How to be an Anti-Racist, by Ibram X. Kendi. https://www.ibramxkendi.com/how-to-be-an-antiracist has a free downloadable Discussion Guide.


“1619” is a 5-episode audio series from the New York Times that examines the long shadow of American slavery; how slavery has transformed America, connecting past and present through the oldest form of storytelling. Can listen to the episodes and read the transcripts at the website: https://www.nytimes.com/2020/01/23/podcasts/1619-podcast.html or use podcast app on your smart phone to listen to the episodes.

“White Lies” is a 7-episode audio series from NPR: https://www.npr.org/podcasts/510343/white-lies. Description from that website: “In 1965, Rev. James Reeb was murdered in Selma, Alabama. Three men were tried and acquitted, but no one was ever held to account. Fifty years later, two journalists from Alabama return to the city where it happened, expose the lies that kept the murder from being solved and uncover a story about guilt and memory that says as much about America today as it does about the past.”

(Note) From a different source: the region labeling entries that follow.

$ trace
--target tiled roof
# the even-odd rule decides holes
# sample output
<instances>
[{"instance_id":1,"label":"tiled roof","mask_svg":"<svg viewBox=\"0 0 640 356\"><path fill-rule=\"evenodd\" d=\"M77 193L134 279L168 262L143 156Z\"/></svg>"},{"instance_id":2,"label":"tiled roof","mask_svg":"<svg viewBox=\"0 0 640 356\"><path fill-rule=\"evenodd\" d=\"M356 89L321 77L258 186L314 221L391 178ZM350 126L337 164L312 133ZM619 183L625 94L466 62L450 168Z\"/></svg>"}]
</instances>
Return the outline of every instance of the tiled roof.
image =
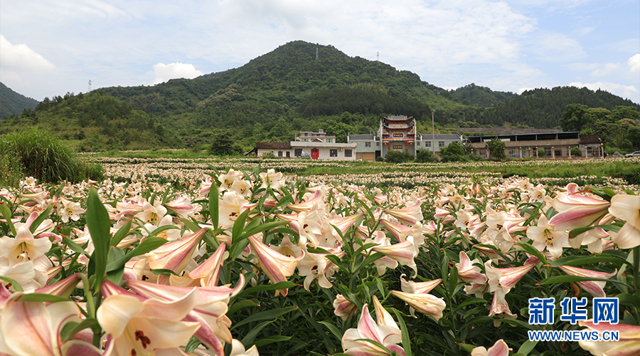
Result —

“Scene on Radio” is the Peabody-nominated podcast from the Center for Documentary Studies at Duke University, at https://www.sceneonradio.org/.
  • Season 2, “Seeing White” Just what is going on with white people? Police shootings of unarmed African Americans. Acts of domestic terrorism by white supremacists. The renewed embrace of raw, undisguised white-identity politics. Unending racial inequity in schools, housing, criminal justice, and hiring. Some of this feels new, but in truth it’s an old story. Why? Where did the notion of “whiteness” come from? What does it mean? What is whiteness for? Scene on Radio host and producer John Biewen took a deep dive into these questions, along with an array of leading scholars and regular guest Dr. Chenjerai Kumanyika, in this fourteen-part documentary series, released between February and August 2017. The series editor is Loretta Williams.
  • Season 3, “Men” What’s up with this male-dominated world? How did we get sexism, patriarchy, misogyny in the first place? How can we get better at seeing it, and what can we do about it? Co-hosts John Biewen and Celeste Headlee explore those questions and more.
  • Season 4, “The land that never has been yet” As the 2020 election approaches, the survival of the United States as a democratic republic is a topic of national conversation—Trumpian authoritarianism; voter suppression and gerrymandering; concerns about foreign intervention, election security, and the role of money in politics. Our twelve-part Season 4 series on democracy touches on those concerns but goes much deeper, effectively retelling the story of the United States from its beginnings up to the present as we complicate, maybe upend, our listeners’ understanding of American history. Our series title, The Land That Never Has Been Yet, is borrowed from the Langston Hughes poem, “Let America Be America Again.” The Land reunites the Seeing White series team: host and producer John Biewen with his collaborator Chenjerai Kumanyika, journalism and media studies professor at Rutgers University, and their editor, the public radio veteran Loretta Williams.
“Code Switch” from NPR, at https://www.npr.org/podcasts/510312/codeswitch. From the website: “What's CODE SWITCH? It's the fearless conversations about race that you've been waiting for! Hosted by journalists of color, our podcast tackles the subject of race head-on. We explore how it impacts every part of society — from politics and pop culture to history, sports and everything in between. This podcast makes ALL OF US part of the conversation — because we're all part of the story.”